The fully unsurprising consensus among the managerial class? "Normalcy" (i.e., life before the pandemic) will never be revived. The measures instituted in March massively restricting freedom of movement (and virtually every other civil liberty) are here to stay.
In the New York Times piece, Johns Hopkins Bloomberg School of Public Health associate Amy Hobbs declares that "wearing a mask will become part of my daily life, moving forward, even after a vaccine is deployed."
To that end, the survey administered to the 700 epidemiologists interviewed found that 12% of respondents said they had either eaten at an indoor restaurant within the last month or would have if they had needed to. Eleven percent rode public transportation or would have. Ten percent would have visited an elderly relative.

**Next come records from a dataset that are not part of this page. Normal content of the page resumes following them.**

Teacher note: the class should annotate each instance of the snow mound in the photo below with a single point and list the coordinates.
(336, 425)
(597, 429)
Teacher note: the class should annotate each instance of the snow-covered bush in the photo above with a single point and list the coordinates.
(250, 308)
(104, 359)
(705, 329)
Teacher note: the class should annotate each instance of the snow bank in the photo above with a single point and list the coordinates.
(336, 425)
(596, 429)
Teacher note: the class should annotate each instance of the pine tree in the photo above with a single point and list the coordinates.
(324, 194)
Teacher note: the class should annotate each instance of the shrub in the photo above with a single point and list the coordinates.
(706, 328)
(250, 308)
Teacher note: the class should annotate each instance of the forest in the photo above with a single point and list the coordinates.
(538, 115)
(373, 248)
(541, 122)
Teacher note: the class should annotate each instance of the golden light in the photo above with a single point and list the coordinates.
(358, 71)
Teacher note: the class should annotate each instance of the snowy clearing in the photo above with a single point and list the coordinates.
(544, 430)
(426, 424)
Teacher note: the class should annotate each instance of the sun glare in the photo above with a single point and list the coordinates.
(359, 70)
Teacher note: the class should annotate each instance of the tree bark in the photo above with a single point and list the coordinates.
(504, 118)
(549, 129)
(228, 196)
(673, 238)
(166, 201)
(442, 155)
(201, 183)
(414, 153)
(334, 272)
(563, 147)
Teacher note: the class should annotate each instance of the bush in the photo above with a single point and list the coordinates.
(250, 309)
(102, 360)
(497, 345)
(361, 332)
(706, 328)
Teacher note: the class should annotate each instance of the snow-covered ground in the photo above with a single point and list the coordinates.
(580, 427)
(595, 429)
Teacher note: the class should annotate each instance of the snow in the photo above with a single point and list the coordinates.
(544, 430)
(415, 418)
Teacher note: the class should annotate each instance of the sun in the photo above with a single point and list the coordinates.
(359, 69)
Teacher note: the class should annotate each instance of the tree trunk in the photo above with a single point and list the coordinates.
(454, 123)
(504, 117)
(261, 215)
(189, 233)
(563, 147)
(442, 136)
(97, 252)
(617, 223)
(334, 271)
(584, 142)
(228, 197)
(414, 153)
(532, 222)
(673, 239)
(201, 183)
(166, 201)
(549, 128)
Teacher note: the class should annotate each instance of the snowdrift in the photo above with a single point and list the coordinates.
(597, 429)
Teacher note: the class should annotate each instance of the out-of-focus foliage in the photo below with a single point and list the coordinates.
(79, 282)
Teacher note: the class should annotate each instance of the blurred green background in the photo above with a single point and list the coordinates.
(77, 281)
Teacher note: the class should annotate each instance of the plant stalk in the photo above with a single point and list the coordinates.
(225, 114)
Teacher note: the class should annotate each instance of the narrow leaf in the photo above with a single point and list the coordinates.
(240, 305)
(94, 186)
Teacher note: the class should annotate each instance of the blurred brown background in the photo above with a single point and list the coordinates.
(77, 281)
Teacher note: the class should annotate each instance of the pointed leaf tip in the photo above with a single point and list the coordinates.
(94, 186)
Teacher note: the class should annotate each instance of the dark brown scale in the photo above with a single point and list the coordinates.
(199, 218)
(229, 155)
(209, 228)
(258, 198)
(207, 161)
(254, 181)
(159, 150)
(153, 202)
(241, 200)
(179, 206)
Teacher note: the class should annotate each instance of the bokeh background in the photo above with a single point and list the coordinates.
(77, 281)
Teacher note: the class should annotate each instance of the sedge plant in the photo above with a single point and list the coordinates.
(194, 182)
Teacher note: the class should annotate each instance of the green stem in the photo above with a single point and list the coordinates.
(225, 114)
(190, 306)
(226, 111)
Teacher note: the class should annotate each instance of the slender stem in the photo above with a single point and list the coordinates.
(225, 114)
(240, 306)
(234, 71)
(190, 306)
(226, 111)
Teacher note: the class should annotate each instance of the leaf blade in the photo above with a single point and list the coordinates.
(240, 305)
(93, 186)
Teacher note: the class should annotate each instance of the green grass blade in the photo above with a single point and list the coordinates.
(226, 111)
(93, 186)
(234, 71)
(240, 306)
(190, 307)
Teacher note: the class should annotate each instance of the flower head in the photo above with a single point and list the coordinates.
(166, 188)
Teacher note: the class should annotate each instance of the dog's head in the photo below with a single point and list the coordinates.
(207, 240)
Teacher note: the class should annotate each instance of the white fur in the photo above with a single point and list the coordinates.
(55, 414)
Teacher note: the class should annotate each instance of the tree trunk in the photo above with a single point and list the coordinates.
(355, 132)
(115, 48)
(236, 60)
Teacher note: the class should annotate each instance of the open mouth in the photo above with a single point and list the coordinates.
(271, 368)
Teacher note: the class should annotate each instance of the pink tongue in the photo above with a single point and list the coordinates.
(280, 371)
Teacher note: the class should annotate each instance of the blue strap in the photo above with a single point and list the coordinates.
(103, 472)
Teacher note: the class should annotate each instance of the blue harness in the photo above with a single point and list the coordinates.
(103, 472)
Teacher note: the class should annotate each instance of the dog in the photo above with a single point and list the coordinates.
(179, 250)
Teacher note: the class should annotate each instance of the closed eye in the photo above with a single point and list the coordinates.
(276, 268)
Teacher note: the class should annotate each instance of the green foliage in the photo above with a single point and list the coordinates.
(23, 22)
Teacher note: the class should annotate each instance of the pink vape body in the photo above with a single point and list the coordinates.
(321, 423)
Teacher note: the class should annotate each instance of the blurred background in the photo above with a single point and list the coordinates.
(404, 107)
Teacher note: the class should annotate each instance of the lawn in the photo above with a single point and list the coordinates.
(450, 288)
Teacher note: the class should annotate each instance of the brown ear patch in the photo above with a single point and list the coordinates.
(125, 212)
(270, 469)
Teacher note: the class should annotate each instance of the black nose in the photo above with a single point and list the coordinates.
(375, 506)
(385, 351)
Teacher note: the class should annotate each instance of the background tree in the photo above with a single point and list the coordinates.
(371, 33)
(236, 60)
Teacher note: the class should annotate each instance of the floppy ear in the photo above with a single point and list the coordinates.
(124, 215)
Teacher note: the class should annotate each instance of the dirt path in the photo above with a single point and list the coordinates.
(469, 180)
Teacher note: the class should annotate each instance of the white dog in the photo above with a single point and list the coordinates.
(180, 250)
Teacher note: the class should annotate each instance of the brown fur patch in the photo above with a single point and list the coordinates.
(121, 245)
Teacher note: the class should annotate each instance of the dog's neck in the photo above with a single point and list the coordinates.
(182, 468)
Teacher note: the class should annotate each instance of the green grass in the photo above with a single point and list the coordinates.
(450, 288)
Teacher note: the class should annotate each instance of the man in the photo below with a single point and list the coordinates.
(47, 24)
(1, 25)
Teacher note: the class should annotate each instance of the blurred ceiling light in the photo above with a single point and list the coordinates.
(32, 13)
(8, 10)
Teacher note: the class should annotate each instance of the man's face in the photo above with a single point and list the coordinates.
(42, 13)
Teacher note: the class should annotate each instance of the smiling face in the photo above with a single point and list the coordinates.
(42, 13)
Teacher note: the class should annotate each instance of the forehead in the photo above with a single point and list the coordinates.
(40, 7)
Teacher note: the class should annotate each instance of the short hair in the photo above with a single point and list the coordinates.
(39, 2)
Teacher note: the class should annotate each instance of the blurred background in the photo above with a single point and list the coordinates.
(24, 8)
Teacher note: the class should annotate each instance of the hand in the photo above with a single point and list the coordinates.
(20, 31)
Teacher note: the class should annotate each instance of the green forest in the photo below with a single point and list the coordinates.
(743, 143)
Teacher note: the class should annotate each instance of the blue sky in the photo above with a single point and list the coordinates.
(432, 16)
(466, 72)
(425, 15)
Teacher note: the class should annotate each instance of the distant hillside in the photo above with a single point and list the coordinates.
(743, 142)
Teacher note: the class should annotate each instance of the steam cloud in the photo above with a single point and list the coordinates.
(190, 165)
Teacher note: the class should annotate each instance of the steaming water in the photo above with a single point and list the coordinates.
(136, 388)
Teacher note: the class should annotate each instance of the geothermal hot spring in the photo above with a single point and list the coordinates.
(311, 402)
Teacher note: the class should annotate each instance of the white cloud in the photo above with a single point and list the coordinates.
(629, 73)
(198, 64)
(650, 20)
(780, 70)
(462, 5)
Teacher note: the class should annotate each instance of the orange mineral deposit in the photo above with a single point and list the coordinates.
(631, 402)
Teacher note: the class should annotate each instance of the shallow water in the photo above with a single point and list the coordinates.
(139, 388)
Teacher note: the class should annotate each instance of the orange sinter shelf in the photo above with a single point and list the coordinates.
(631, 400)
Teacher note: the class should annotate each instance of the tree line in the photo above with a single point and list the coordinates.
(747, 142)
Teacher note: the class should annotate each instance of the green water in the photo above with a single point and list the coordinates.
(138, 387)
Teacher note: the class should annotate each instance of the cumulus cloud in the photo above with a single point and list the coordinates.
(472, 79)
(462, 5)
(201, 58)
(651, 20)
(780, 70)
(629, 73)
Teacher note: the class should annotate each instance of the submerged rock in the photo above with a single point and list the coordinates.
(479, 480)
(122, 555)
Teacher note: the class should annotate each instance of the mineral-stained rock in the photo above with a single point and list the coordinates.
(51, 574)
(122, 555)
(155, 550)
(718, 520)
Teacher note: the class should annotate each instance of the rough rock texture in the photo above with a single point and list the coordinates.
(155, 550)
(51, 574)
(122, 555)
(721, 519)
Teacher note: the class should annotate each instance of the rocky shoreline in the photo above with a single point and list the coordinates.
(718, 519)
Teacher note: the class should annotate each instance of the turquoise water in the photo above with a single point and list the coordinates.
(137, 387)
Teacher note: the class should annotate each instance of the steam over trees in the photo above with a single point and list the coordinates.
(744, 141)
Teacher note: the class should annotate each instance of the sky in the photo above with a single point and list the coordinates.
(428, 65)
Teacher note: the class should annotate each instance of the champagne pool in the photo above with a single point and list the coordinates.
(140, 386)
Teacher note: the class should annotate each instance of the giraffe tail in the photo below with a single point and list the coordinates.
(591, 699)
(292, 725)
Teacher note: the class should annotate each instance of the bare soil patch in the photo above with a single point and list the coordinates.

What kind of a life is this?
To pacify a U.S. public they knew would object to being locked out of social life forever, politicians and policymakers paired the early economic shutdowns with assurances that they would be temporary. After a vaccine has been developed, they promised, life will go back to the way it was before.
In March, the de facto COVID authority figure (who has transformed into something of a public health demigod, dispensing his wisdom to the peasants from on high) assured an anxious public that he and his colleagues had no intention of extending the lockdowns beyond emergency measures in the immediate future. "I don't want people to think that any of us feel that staying locked down for a prolonged period of time is the way to go," Anthony Fauci told CNBC in a May interview.
That commitment to ending the lockdowns as soon as feasibly possible was offered seven months ago. The most dense population centers remain largely locked down to this day with no end in sight.